UN ALTRO SUPERSTITE ha raccontato agli inquirenti: «Iniziato il viaggio, dopo alcune ore la barca ha avuto un’avaria e l’equipaggio ha fatto arrivare una seconda imbarcazione sulla quale siamo stati fatti salire. Era guidata da un altro turco con un tatuaggio sullo zigomo e da un siriano. All’improvviso il motore ha iniziato a fare fumo, c’era tanto fumo e puzza di olio bruciato». «La gente nella stiva iniziava a soffocare e a salire su – ha riferito ancora un altro superstite – Ho fatto in tempo ad afferrare mio nipote e a salire in coperta dopo di che la barca si è spezzata e l’acqua ha iniziato a entrare.

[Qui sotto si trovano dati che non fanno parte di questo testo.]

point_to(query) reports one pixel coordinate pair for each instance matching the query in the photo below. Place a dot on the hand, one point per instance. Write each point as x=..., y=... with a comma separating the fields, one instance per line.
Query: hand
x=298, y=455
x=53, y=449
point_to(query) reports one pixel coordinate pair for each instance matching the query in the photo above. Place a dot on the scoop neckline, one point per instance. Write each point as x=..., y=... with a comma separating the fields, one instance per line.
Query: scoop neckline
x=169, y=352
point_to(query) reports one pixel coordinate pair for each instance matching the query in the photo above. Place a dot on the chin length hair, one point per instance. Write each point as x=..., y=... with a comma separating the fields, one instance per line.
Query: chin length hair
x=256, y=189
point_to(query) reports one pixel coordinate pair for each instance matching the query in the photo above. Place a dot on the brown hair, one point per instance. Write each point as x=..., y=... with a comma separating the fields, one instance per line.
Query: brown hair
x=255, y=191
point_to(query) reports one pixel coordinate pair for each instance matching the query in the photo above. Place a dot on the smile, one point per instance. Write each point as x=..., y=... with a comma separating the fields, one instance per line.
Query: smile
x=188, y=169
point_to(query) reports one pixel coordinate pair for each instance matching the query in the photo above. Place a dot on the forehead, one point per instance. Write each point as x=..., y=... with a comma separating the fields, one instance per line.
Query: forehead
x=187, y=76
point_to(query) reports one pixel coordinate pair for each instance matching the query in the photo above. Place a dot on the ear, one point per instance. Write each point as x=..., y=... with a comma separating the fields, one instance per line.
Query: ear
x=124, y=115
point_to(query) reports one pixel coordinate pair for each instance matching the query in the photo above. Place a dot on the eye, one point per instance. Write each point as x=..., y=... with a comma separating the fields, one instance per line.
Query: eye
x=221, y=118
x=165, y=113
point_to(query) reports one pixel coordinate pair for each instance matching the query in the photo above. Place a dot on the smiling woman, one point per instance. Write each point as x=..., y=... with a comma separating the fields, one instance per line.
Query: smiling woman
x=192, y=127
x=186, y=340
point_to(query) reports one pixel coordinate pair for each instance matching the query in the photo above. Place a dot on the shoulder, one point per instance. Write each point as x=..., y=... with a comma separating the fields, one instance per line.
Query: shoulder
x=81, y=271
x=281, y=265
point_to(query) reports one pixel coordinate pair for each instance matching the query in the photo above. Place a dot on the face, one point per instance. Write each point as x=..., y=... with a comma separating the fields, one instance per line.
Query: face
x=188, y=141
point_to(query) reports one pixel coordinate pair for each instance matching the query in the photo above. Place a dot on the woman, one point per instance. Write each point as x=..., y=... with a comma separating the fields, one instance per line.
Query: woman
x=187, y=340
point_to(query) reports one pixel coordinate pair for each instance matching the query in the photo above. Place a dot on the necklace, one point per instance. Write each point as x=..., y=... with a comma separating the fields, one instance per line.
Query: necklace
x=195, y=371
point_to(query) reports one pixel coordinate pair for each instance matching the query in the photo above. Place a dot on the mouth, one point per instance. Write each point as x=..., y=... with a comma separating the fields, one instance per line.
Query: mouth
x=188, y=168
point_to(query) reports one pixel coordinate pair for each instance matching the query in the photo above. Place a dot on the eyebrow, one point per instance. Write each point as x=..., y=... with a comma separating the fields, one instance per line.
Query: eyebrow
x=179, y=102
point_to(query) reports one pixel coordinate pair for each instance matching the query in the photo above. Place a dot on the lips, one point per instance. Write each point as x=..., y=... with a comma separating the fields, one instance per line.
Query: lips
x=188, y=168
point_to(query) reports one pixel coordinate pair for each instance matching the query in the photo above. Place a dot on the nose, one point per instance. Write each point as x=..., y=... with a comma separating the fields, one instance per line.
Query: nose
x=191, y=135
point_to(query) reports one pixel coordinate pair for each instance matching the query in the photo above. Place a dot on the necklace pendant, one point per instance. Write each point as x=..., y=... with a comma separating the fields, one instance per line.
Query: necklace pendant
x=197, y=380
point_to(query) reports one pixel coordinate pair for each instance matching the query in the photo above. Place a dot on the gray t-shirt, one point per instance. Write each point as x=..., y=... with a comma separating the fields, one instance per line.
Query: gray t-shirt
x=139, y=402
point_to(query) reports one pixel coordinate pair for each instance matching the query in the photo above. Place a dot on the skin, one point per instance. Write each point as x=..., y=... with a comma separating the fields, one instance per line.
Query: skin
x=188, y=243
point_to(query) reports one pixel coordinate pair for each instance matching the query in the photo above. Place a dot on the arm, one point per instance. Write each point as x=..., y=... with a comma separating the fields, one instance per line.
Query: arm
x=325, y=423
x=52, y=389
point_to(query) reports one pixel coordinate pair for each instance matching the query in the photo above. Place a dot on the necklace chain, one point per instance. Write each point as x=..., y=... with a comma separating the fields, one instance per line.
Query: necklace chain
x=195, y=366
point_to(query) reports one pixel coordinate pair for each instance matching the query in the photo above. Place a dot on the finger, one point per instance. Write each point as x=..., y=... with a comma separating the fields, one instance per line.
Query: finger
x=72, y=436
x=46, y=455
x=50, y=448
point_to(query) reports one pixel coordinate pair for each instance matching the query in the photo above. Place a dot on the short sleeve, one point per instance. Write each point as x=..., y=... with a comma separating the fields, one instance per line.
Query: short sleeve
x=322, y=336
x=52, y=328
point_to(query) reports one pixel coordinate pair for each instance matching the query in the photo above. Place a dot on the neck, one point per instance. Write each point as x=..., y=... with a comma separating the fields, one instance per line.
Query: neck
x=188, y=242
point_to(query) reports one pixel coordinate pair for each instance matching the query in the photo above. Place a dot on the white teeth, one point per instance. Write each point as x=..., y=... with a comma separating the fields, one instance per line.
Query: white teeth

Quando sono salito nella stiva c’erano circa 120 persone tra donne e bambini. A quel punto ho visto che il siriano e due turchi hanno gonfiato un gommone e sono scappati. Non ho visto cosa ha fatto il turco con il tatuaggio sullo zigomo perché ho pensato a mettere in salvo mio nipote».

I quattro presunti scafisti sono tutti in stato di fermo nella casa circondariale di Crotone. Le ipotesi di reato sono omicidio e disastro colposi e favoreggiamento dell’immigrazione clandestina.